Özellikle "bağlılık hormonu" olarak bilinen oksitosin ve vasopressin gibi hormonların, sadakat ve uzun vadeli ilişkilerde önemli rol oynadığı düşünülüyor. Bu hormonlar, partnerine duyulan bağlılık, güven ve yakınlık hislerini artırırken, düşük seviyelerde bu hormonların ilişkide bağlanmayı zorlaştırabileceği belirtiliyor.

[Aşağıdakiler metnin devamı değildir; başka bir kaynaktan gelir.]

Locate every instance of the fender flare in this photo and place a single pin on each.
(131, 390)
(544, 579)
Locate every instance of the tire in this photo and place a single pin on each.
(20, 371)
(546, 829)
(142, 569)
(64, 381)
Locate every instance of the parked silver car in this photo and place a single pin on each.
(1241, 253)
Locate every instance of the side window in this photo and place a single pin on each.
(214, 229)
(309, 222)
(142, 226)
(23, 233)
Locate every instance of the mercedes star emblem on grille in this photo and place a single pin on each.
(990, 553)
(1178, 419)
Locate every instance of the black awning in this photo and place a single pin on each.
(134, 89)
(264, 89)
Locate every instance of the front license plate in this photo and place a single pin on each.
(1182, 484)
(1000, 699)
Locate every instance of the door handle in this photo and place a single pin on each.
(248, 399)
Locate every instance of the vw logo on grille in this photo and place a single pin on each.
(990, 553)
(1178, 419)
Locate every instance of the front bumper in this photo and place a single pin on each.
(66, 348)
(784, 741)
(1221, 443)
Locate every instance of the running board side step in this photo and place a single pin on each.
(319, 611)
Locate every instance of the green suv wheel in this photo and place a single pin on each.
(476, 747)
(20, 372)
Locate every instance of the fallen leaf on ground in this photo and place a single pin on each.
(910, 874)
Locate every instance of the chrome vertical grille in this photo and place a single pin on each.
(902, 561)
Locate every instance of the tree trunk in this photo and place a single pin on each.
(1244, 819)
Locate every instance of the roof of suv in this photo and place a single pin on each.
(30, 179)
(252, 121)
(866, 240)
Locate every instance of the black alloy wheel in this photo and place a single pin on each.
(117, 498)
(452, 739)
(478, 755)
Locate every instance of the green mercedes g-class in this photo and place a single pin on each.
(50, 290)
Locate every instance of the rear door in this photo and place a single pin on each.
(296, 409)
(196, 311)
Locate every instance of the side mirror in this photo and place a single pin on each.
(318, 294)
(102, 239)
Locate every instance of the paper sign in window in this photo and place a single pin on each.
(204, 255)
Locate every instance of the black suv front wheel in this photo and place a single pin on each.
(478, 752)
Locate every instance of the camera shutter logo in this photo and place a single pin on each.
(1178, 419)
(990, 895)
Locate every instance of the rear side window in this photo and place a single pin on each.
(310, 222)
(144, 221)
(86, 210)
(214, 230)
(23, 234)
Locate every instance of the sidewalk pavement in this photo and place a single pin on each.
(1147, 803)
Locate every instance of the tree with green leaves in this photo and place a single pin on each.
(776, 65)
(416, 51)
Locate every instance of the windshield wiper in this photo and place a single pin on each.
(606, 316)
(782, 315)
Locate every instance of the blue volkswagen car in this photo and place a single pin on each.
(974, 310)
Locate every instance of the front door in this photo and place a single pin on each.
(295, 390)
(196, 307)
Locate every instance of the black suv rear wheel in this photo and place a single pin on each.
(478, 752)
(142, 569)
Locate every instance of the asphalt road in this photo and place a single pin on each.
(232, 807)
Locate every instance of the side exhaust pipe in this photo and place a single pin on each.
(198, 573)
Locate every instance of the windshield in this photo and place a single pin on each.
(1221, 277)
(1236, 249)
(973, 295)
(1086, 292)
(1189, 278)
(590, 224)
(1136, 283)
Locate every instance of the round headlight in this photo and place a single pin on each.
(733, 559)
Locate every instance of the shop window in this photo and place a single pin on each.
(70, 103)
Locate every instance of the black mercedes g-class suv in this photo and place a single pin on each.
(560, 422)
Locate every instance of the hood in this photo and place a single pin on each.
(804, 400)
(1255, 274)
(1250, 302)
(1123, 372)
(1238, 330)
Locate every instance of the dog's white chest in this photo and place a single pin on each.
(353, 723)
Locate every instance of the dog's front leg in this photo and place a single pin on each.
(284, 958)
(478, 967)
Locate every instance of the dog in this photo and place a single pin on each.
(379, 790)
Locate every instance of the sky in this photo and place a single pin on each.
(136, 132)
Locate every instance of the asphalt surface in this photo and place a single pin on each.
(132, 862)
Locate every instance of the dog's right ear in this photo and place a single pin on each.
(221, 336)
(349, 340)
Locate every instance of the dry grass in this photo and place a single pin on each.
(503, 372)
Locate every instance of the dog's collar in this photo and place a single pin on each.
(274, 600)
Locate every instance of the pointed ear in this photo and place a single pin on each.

OKSİTOSİN VE VASOPRESSİNİN ROLÜ
Oksitosin, sadece annelik ve bağlanma hormonuyla sınırlı kalmayıp sosyal ilişkilerde de bağlılık ve yakınlık hislerini artırıyor. Çalışmalar, oksitosin seviyelerinin yüksek olduğu bireylerde sadakat ve güven duygularının daha yoğun olduğunu ortaya koyuyor. Vasopressin ise, erkeklerde bağlanma davranışını pekiştirici etkilere sahip bir hormon olarak biliniyor. Yapılan araştırmalar, bu hormon seviyelerindeki düşüklüğün, erkeklerin sadakate bağlılık düzeylerini etkileyebileceğini gösteriyor.
HORMON DÜŞÜKLÜĞÜ VE SADAKATSİZLİK İLİŞKİSİ
Son dönemde yapılan çalışmalar, vasopressin ve oksitosin seviyelerinin düşüklüğünün sadakatsizlik eğilimini artırabileceğini öne sürüyor. Sadakatsizliğe eğilimli davranışların genetik ve hormonal altyapısının araştırılması, erkeklerde sadakat konusunun biyolojik açıdan da değerlendirilmesi gerektiğini gösteriyor. Bilim insanları, hormon seviyelerini doğal yollarla artırmanın mümkün olabileceğini, böylece ilişkilerde bağlanma duygusunun güçlenebileceğini ifade ediyor.